Keller and Sullivan lived together until the latter’s death in 1936. They were always concerned about money: The author describes a four-year period when the two women earned their living on the vaudeville circuit, performing a scripted show about Keller’s life. For decades, Keller supported herself and Sullivan by working as the official fundraiser for the American Foundation for the Blind. (Interestingly, she did little to advocate for the deaf community.) Wallace quotes from communications that reveal the organization’s discomfort whenever their unruly spokeswoman made public statements on hot-button issues of the day. 

While Keller’s radicalism is fascinating, the author occasionally overstates its impact. She spoke out early against Hitler and Nazism, and her books were among those banned in Nazi Germany. But Wallace goes a bit far when he insists that “the woman who most people still pictured as a saintly apostle of love and understanding demonstrated that her words had enough sting to make even the world’s most ruthless dictator tremble.” 
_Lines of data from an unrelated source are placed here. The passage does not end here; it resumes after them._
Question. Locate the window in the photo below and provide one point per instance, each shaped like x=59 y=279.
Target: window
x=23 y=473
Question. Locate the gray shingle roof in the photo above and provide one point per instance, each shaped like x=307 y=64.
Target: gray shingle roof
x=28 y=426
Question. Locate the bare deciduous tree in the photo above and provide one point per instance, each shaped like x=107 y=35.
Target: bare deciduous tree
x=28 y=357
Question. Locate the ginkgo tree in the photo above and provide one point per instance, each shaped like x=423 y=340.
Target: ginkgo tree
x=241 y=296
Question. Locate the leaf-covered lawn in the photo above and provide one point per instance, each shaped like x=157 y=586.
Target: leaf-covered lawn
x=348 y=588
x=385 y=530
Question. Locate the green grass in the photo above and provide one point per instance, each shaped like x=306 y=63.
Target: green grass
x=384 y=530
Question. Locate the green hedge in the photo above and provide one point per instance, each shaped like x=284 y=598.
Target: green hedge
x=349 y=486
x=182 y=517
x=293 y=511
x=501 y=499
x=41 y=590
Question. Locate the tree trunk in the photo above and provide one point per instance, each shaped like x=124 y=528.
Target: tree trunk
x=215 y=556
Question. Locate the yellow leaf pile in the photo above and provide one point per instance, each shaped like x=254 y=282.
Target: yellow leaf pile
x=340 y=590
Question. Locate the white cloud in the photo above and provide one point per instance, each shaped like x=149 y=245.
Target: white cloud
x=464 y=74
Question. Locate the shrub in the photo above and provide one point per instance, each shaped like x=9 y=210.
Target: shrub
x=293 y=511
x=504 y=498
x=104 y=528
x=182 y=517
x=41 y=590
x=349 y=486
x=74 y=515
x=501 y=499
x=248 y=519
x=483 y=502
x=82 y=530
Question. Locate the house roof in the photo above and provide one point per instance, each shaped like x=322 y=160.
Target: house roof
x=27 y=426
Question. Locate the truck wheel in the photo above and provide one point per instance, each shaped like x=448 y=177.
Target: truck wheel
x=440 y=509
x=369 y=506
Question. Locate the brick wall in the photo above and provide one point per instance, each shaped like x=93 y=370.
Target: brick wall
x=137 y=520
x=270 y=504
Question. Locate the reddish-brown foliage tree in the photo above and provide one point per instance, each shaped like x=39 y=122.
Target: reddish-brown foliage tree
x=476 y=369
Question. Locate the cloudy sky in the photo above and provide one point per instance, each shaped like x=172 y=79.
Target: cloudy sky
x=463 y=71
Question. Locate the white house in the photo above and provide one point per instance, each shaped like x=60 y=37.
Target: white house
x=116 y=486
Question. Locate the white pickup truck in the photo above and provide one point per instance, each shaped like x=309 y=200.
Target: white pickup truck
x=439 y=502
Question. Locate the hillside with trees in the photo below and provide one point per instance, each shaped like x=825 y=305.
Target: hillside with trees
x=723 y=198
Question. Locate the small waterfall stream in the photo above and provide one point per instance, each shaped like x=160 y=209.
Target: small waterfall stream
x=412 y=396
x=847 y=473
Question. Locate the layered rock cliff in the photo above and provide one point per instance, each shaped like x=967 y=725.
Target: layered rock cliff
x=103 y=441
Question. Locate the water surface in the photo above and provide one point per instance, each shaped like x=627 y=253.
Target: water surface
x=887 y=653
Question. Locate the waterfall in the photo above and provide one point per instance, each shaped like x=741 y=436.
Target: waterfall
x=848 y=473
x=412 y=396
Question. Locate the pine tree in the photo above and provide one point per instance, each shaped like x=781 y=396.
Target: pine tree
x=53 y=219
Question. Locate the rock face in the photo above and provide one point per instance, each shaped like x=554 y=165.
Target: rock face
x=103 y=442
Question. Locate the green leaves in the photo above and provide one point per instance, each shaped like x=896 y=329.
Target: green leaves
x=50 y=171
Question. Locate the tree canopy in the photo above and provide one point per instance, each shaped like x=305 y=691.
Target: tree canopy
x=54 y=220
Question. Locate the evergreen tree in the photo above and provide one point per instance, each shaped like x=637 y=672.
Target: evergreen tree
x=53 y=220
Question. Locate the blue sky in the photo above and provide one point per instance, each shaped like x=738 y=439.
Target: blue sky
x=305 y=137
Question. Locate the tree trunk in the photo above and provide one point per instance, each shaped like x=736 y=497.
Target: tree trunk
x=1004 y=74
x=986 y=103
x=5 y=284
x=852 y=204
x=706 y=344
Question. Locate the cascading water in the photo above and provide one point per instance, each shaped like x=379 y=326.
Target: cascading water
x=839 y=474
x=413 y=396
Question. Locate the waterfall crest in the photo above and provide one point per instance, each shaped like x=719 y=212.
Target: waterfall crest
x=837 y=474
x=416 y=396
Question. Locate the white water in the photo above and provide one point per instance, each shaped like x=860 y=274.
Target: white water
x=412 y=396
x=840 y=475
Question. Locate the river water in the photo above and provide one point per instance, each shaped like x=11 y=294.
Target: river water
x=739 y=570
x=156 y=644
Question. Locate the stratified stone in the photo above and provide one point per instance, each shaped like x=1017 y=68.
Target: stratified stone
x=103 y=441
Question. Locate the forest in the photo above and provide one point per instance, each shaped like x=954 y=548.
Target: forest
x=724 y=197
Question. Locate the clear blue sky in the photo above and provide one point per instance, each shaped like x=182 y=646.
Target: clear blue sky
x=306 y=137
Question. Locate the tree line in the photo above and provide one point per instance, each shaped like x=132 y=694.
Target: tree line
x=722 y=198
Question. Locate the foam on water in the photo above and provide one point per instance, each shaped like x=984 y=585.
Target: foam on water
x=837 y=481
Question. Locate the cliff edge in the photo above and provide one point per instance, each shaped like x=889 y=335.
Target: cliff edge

Even if there’s little evidence that she made Hitler tremble, Keller was undoubtedly courageous in expressing her convictions, often during periods of political repression. As Wallace observes, she was insulated by the goodwill built up toward her over decades, even during the Red Scare, when her pro-Soviet statements aroused the interest of the FBI. “Helen’s iconic status continued to help immunize her from the fallout over her political beliefs,” he writes. Her activism did little to harm her reputation for another more disturbing reason that the author cites: some people, doubting “her ability to come to her own intellectual conclusions,” assumed that her opinions could only be “the result of manipulation.”

When she encountered such condescension, Keller generally offered a biting response. “It would be difficult to imagine anything more fatuous and stupid than the attitude of the press toward anything I say on public affairs,” she once remarked. That’s another thing the sentimentalized version of Helen Keller omits and that Wallace’s compelling book captures: She did not suffer fools gladly.